Entraygues promosso a pieni voti. Posto piccolo ma da
ritornarci, magari in combinazione con le altre falesie in zona Briancon. Dopo
una bella cena a base di cous cous con i Negovetti e i loro simpatici amici si
riparte l’indomani alla volta di una nuova falesia in un’altra regione della
Francia: La Balme de Yenne in Savoia. Dopo tre ore belle piene tra le statali
francesi arriviamo a Yenne (situata nelle vicinanze delle più grande e nota
città di Chambery). Passiamo dal bel fresco dei monti della Haut Alpes al caldo
(32-34°) e umido che imperversa in Savoia. Andiamo subito a vedere la falesia
che è letteralmente in strada (e non una stradina, una statale che porta a
Lione) anche per raccogliere info sul dove dormire in zona.
Il muro, anche se
dalle tinte scure e poco colorate è molto bello. Alto 40-50 metri mi ricorda
molto quello della nord di Buzet, solo molto più grande.
Sul lato destro è
presente una caverna grande come il Baratro (e altrettanto umida).
Purtroppo
però neanche la bellezza del muro riesce a cancellare del tutto il rumore dei
tir sulla statale e tutto il suo contorno. Yenne è un paesino triste senza
nessuno svago. Il camping è ancora peggio. Il rumore della statale su cui si
affaccia è insostenibile, tanto che rende la colonia estiva di bambini vicino a
noi silenziosa. E come se non bastasse sul lato opposto della strada c’è un
luna park con un dj set squallido che va avanti ad oltranza per tutta la notte.

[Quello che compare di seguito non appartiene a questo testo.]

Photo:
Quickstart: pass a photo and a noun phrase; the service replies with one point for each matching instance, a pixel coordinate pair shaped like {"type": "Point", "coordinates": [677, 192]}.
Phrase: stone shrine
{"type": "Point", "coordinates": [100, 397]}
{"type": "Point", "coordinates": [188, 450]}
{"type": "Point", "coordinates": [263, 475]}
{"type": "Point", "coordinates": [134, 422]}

Tra il clima inclemente e il contesto paesaggistico e acustico la voglia di
scappar via e tanta. Ma almeno un tiro devo farlo! Così l’indomani la sveglia
“naturale” è mattutina e alle 10 siamo già in falesia, con l’auto carica pronta
per fuggire. Dopo tre bellissimi riscaldi di pura continuità su canne e buconi
dei local mi consigliano di provare un bel 8a/a+. La via, lunga sui 25 metri,
inizia con una sequenza di presine e buchetti su di una pancia appoggiata per
poi proseguire con prese più generose ma in strapiombo. Il “climax” della via
giunge negli ultimi 10 metri, 5 dei quali lungo una sottile (per larghezza,
dalla parete esce per una mano o più) canna singola che a mio avviso fanno il
grado della via. Via che finisce uscendo da un bombè in modo non difficile ma
esaltante visti i movimenti. Il caldo (o la mia stretta non all’altezza) mi
fanno cadere al 2° giro in cima alla canna finale, subito prima di un riposo
totale che porta alla non difficile uscita. Con questa temperatura la pelle è
già ben che andata (la canna finale è come una grattugia) e non resta che
scappare verso Arco (viste le temperature che raggiungeranno quasi i 40 gradi a
detta dei locals) con in mente qualche fresco “toc” nel lago e magari qualche
scalata nei dintorni prima del rientro a casa. In realtà sarà proprio il caldo
a far rimandare la data di ritorno al lavoro e quindi il nostro viaggio
continuerà verso la Val Daone e Zillertal. Ma per questo dovrete aspettare la
seconda parte del racconto!
Che bel, che invidia!!! Che forte che te son...Bravi muli.